Yesterday on my way to see a provider... I was in a very large suburban Boston hotel. It was crowded with special events.. trade shows and so on.. I texted her, and got the room.. It was all too familiar.. one week ago .. exactly.. I saw another provider in the same hotel.. and as it turns out.. on the same floor (one of many) .. and as it turns out in the room next to the one the girl I saw yesterday was in..
As I sit here and think about my similar circumstances (not many, but, enough to have made a mental note of it); I wonder if the ladies request rooms in specific areas of the hotels to minimize interaction with other guests, be near stairways so the elevators are not always hitting their floor. Perhaps the hotel staff has a clue and tries to minimize other guest interaction? Or, is it a numbers thing where eventually lines intersect?
The number of Boston hotel rooms (more than 23,000) came up in a recent thread about hotel rates in Boston. Of course, not all of those 23,000 are hobby-worthy. And many are not hobby-friendly (key card elevators, etc.). And there is Provider - Client selection bias (location, amenities, parking) that narrows the number down even more. There are a few preferred locations that I've found myself in on more than one occasion. I don't think I've kept track of floor-room overlaps (except for one place in NYC: three different visits to the same general area of the site; THAT was deja vu spooky but I got used to it).
So I think it was just a statistical Fluke of the Hub of the Universe. Many of you know the bar bet about the likelihood of two people having a common birthday in a room of 23 or more people? There are 366 birthdays (23,000 hotel rooms). But in a group of 70 random people, there is better than a 99.9% chance that 2 of them share a birthday ... better than 50% that 2 of 23 people will have a shared birthday. https://en.wikipedia.org/wiki/Birthday_problem The percentages change for 23,000 (or 10,000) hotel rooms, but the chances of overlaps are still pretty good for small numbers
In May my work travel schedule lined up with my favorite friend. I booked a hotel in Hartford. She had a hotel in Hartford. When the email confirmation came that day, you guessed it, same hotel. I did ask if she'd prefer I cancel and book another hotel, but she wasn't concerned. We've seen each other enough times that I've lost count. There's something convenient about simply taking an elevator to the incall location rather than driving. No worries about traffic or parking.
Saw her again this month in New Hampshire. I'm staying at another hotel and she's coming to see me this time.
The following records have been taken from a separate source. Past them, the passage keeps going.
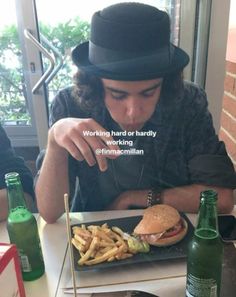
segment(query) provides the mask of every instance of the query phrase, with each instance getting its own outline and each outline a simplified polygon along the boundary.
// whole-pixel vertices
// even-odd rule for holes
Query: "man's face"
[[[160,97],[162,79],[116,81],[102,79],[105,105],[123,130],[140,130],[152,116]]]

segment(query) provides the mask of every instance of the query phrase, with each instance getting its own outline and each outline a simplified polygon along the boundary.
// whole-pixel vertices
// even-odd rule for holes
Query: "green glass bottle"
[[[217,193],[201,193],[197,227],[188,247],[187,297],[219,297],[223,242],[218,231]]]
[[[10,242],[17,246],[23,280],[31,281],[44,274],[45,267],[37,222],[27,209],[19,174],[5,175],[9,213],[7,231]]]

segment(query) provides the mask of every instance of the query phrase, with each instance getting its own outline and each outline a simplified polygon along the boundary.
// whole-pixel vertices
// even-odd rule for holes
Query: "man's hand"
[[[145,208],[149,190],[126,191],[121,193],[108,207],[107,210],[129,209],[131,206]]]
[[[88,135],[90,132],[94,135]],[[64,118],[56,122],[49,131],[49,147],[64,148],[75,159],[86,160],[89,166],[97,163],[101,171],[107,169],[106,158],[118,157],[118,154],[109,153],[109,150],[117,151],[119,146],[108,144],[108,141],[114,141],[110,132],[93,119]]]

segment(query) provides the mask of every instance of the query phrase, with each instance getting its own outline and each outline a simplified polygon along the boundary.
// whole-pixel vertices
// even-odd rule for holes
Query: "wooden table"
[[[236,208],[234,213],[236,213]],[[84,212],[71,213],[71,224],[99,221],[111,218],[121,218],[136,216],[142,214],[142,210],[124,210],[124,211],[104,211],[104,212]],[[65,215],[54,224],[46,224],[38,215],[37,222],[41,238],[42,250],[45,261],[45,274],[38,280],[24,282],[27,297],[66,297],[73,296],[64,293],[64,288],[68,286],[71,280],[69,265],[69,256],[67,252],[67,233]],[[196,215],[188,215],[189,219],[195,224]],[[0,242],[9,242],[6,224],[0,223]],[[185,267],[185,261],[177,263],[177,267]],[[182,265],[182,266],[181,266]],[[181,269],[184,269],[184,268]],[[145,275],[145,270],[143,274]],[[118,285],[116,288],[124,289],[145,289],[155,292],[160,297],[182,297],[185,295],[185,276],[175,278],[165,278],[151,281],[139,281]],[[100,286],[99,289],[106,290],[106,286]],[[112,286],[109,287],[112,289]],[[87,288],[81,289],[78,296],[90,296],[86,294]],[[91,289],[90,289],[91,290]],[[96,290],[96,288],[95,288]]]

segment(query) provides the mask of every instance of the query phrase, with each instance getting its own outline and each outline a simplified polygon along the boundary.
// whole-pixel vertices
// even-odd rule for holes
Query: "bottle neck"
[[[5,178],[9,212],[19,207],[27,208],[19,175],[17,173],[9,173]]]
[[[219,236],[216,202],[216,192],[208,190],[201,194],[198,222],[195,229],[195,234],[202,234],[202,236],[212,238]]]

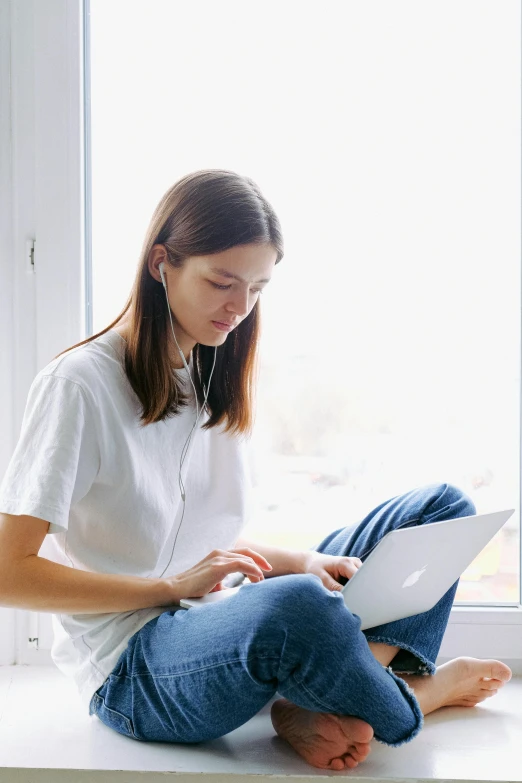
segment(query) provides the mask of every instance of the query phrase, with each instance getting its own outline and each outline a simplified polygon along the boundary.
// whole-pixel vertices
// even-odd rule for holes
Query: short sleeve
[[[78,383],[37,375],[0,484],[0,512],[44,519],[49,533],[67,529],[71,506],[99,471],[96,429],[93,406]]]

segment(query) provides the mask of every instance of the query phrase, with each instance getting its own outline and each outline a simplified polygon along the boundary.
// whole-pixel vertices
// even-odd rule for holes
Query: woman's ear
[[[166,261],[167,261],[167,249],[165,245],[153,245],[149,253],[147,264],[151,277],[153,277],[154,280],[157,280],[158,283],[162,282],[161,274],[159,271],[159,265]],[[166,263],[165,266],[167,266]]]

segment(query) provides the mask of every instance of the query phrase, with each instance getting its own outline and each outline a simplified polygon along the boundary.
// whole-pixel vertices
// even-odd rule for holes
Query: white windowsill
[[[249,723],[201,745],[141,743],[89,717],[74,685],[54,667],[0,667],[0,783],[156,783],[165,773],[188,783],[290,777],[352,781],[522,781],[522,678],[472,710],[449,708],[426,719],[400,748],[373,744],[350,773],[316,770],[274,735],[265,707]]]

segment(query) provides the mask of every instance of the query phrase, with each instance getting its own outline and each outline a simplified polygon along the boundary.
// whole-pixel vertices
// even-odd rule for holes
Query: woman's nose
[[[245,316],[248,313],[248,306],[248,291],[236,291],[227,304],[227,310]]]

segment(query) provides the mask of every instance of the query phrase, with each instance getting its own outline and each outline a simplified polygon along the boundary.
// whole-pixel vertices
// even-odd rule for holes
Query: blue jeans
[[[364,560],[390,530],[474,513],[456,487],[422,487],[314,549]],[[233,731],[279,693],[307,710],[359,717],[377,740],[401,745],[423,716],[395,672],[434,673],[457,584],[429,612],[364,632],[342,595],[310,574],[246,584],[197,610],[167,610],[129,640],[90,714],[137,740],[193,743]],[[369,641],[400,648],[390,667]]]

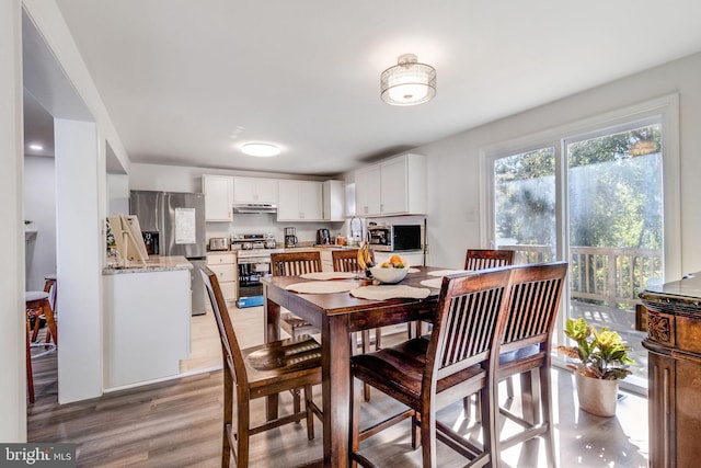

Interestingly about an hour before her arrival time, I'm walking to my room and the door at the end of the hall facing me opens when I get close. I catch a glimpse of a leg and what looked like lingerie. As I walked by, and continued around the corner to my room, the door quickly closes again. Hmmmm. Yup. I know what my neighbor was up to. And oops! I was not her 5pm. Later that night, I'm walking down the SAME hall to find a water vending machine (fun times make you thirsty) and a guy walks towards me, hesitated maybe 4 doors down the hall, head looking left and right at the room numbers, a different door opens and he backs up and walks in. So there were 3 (me included) on that hall in that hotel that night. I stay in various hotels all the time. Stuff like that happens a lot, especially on the hour marks. Perhaps we should schedule appointments for, say, 8:45 instead of 9pm?